Where To Begin...
- jennapalmer7
- Jun 30
- 3 min read
Well it has been a minute or two since I have blogged and that is for no reason in particular other then I have been extremely overwhlemd. When I don't blog and get my feelings out, thats when I bubble ove with tears coming out of my ears at my 6:15am workouts. And at this point I am not even sure where to begin with everything that has transpired.
For starters, we moved a couple weeks ago. We moved from bascially the only house that Alan knows and built our dream home. We also decided that it would be a great idea for my husband to be the manager of one of my others son's travel baseball team this year. All of this has effected Alan drastically and it has been beyond rough, at home for the most part. It has been draining, it has been emotionally exhausting and it has been physically exhausting. I never get headaches, and I feel like I have had a headache every other day due to stress. I have been trying to manage it but I feel like I'm just a ball of ridiculous amounts of stress.
So starting with the move, I thought we were prepared. I thought he would handle it decently. We made a social story, his teachers at school talked to him about it, I thought we would be okay. Man was I wrong. The first couple days and nights were brutal. He loved the house but wanted to love it from afar. He would be excited and happy one minute and then crying uncontrollably the next. He would put his shoes on, grab his decvice and wait by the garage door trying to leave. When I tell you my heart was shattering daily, I am not exaggerating. It physically was painful feelings that I would have in my heart. As the days have gone on, the crying has stopped. I think he has gotten used to it for the most part but he still seems very angry to me at times.
On top of the move and the changes, my husband has been gone for all of May and June with Vinnys travel baseball team along with working full time an hour away. He would be gone at least 2-3 nights a week with practices, hitting at the cages things like that as well as tournaments on weekends, Alan was suffering not having him around. My husband and Alan have this bond but he is also the disciplinarian of the two of us. If he raises his voice, Alan snaps out of whatever he is doing. I do not have that same effect on him. Not only has Al not been around, but I have carted Alley to most of the games that we could get to. I have always said I would never let Autism stop me from being a Mom to my other kids and that meant showing up for Vinny at his games. We did run into a bit of an issue at one of his 8:00am games. Alan did not want to be there and he had a full blown meltdown in the middle of the complex. I was so upset about it, I even took to TikTok to let my feelings out. Even though we had that one bad morning, for the most part Alan handled all of the baseball games very well. So throughout this month we that we have been in the new house and travel baseball life, we have had more downs then ups. It has been very challenging for us and I am not ashamed to admit that in the least bit. I am really hoping that we have a better July here.

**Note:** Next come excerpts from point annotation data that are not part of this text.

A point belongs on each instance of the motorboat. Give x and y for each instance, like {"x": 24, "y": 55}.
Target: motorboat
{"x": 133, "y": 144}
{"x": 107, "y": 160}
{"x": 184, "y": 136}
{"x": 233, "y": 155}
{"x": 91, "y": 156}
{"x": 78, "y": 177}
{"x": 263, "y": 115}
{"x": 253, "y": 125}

We did go all in and get an pool for the kids. The heater was installed today and the kids have been swimming in it the past couple days. I do think that has been great for Alley and I can really see it helping him regualte here.
I don't know where I was going with this other then an update about life and how it's not what I pictured for us right now, but it is our reality. He has more bruises on himself right now then I'd like to admit. It makes me sick looking at them knowning he did that to himself out of frustration that I or our family has caused. But in the long run I know the bruises are temporary, just like the phase we are in right now. I know all I can do is keep supporting and pivoting for him like we have his whole life. And just keep going.